Visiting Chinese Vice Premier Liu Yandong speaks during the U.S.-China Symposium on Ebola research and Global Health Security in Washington, the United States, June 24, 2015. (Xinhua/Wang Lei)

China takes seriously the prevention and control of emerging infectious diseases and has played an active role in global emergency response to such health threats, visiting Chinese Vice Premier Liu Yandong said Wednesday.

Liu took China's response to the Ebola outbreak in West Africa as an example, saying that China has provided four rounds of humanitarian aid with a combined value of 750 million renminbi ( about 120 million U.S. dollars), sent more than 1,000 medical staff to the affected countries, treated more than 900 patients, and trained more than 13,000 medical workers for Sierra Leone, Liberia, Guinea and their neighboring countries since the outbreak of the deadly disease.

It's "the largest-ever foreign medical aid program in the history of new China," Liu said in a keynote speech in the U.S. National Institutes of Health, where a symposium on Ebola, research and global health security was held as part of the sixth China-U.S. High-Level Consultation on People-to-People Exchange ( CPE) in Washington.

"With that, China has become an important force in providing assistance to West Africa in fighting Ebola," she said.

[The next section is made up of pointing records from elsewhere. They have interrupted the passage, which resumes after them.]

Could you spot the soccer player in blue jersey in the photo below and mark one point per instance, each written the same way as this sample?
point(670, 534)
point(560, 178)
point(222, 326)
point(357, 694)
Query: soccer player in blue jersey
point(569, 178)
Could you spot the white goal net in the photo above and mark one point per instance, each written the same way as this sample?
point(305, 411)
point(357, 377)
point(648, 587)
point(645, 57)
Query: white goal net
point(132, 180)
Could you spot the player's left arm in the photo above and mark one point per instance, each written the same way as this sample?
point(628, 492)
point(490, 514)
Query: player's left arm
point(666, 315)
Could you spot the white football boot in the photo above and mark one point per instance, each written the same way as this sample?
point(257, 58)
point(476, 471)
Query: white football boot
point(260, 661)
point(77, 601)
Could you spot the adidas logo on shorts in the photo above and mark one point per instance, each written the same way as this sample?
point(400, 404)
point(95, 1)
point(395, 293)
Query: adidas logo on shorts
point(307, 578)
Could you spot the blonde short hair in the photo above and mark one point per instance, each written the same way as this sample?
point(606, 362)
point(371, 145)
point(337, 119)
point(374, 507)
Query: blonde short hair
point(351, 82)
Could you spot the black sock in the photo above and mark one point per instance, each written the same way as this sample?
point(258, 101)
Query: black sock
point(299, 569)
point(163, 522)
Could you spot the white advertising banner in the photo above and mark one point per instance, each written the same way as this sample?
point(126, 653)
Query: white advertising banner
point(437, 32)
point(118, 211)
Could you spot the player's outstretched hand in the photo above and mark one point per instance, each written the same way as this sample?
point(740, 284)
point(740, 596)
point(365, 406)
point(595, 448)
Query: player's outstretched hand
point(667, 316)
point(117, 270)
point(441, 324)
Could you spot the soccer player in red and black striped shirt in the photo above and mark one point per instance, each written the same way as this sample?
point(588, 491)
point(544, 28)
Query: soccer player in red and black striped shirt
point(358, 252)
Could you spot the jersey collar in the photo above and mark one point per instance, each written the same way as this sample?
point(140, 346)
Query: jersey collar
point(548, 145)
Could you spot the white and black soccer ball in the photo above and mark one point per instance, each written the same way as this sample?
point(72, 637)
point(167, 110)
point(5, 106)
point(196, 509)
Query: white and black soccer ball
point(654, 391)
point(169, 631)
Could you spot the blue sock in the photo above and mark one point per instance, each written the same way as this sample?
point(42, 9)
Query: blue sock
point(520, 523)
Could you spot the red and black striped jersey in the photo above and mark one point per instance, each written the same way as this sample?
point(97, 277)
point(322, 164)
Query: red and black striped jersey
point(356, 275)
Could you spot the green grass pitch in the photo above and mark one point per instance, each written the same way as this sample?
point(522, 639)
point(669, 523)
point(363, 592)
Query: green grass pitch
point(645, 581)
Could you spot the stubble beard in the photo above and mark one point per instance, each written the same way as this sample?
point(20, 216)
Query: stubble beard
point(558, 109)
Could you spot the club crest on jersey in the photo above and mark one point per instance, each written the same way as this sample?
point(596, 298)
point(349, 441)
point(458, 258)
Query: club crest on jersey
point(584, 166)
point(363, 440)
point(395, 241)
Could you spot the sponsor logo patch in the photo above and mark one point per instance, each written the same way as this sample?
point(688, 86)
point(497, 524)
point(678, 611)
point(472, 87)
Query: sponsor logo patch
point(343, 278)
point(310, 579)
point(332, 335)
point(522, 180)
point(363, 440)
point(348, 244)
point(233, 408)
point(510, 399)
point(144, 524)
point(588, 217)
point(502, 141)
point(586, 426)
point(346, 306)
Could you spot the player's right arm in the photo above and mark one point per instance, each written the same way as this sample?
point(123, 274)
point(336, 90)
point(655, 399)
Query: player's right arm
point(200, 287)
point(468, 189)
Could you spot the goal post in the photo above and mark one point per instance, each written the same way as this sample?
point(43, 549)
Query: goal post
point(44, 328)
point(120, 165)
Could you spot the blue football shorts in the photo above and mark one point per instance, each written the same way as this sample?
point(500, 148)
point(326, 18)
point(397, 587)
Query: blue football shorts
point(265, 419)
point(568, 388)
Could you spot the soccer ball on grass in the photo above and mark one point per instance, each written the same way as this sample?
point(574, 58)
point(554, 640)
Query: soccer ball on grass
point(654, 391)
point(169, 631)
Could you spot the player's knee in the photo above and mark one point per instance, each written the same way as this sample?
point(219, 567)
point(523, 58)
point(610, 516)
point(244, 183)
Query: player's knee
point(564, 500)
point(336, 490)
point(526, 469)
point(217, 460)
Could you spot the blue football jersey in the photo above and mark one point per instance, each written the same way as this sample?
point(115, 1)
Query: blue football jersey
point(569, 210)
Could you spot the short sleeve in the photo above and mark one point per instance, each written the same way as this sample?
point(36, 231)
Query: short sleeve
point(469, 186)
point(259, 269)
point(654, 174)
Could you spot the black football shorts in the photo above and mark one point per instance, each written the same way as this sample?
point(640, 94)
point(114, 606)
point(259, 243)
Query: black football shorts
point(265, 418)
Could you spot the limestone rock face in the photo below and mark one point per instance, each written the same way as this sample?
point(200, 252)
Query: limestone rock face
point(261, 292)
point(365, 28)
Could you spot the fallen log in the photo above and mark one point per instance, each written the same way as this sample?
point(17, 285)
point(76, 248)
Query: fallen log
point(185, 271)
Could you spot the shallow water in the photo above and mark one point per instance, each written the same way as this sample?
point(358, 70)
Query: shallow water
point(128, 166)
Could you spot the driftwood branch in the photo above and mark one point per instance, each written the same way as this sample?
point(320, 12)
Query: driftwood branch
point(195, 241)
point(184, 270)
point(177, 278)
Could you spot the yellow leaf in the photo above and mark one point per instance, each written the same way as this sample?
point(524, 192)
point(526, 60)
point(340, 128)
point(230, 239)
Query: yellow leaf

Liu added that China started to dispatch medical teams to other countries as early as in 1963. Over the past 50 years, China has sent 23,000 medical staff to 66 countries and regions, who have provided services for 270 million people in Asia, Africa, Latin America and Oceania.

On China-U.S. health cooperation, Liu said both countries have greater common interests and shared responsibilities to maintain global public health security and respond timely to emerging infectious diseases.

"Stronger cooperation between China and the U.S. matters not only for the health of both our peoples, but also has global significance," Liu said.

She said the fact that health agenda was brought into the CPE for the first time will "deepen health cooperation and add new dimensions to people-to-people exchange between China and the United States."

Liu also gave some recommendations in this regard, such as making the training of professionals a great priority in health cooperation, strengthening joint scientific research in tackling major global public health challenges, promoting mutual learning between traditional and modern medicine, and deepening cooperation between the two countries in multilateral institutions including the World Health Organization.

Before the symposium began, Liu met with Sylvia Burwell, secretary of the U.S. Department of Health and Human Services. Both also attended a signing ceremony of an agreement for the collaborative program on emerging and re-emerging infectious diseases between the two countries' health agencies.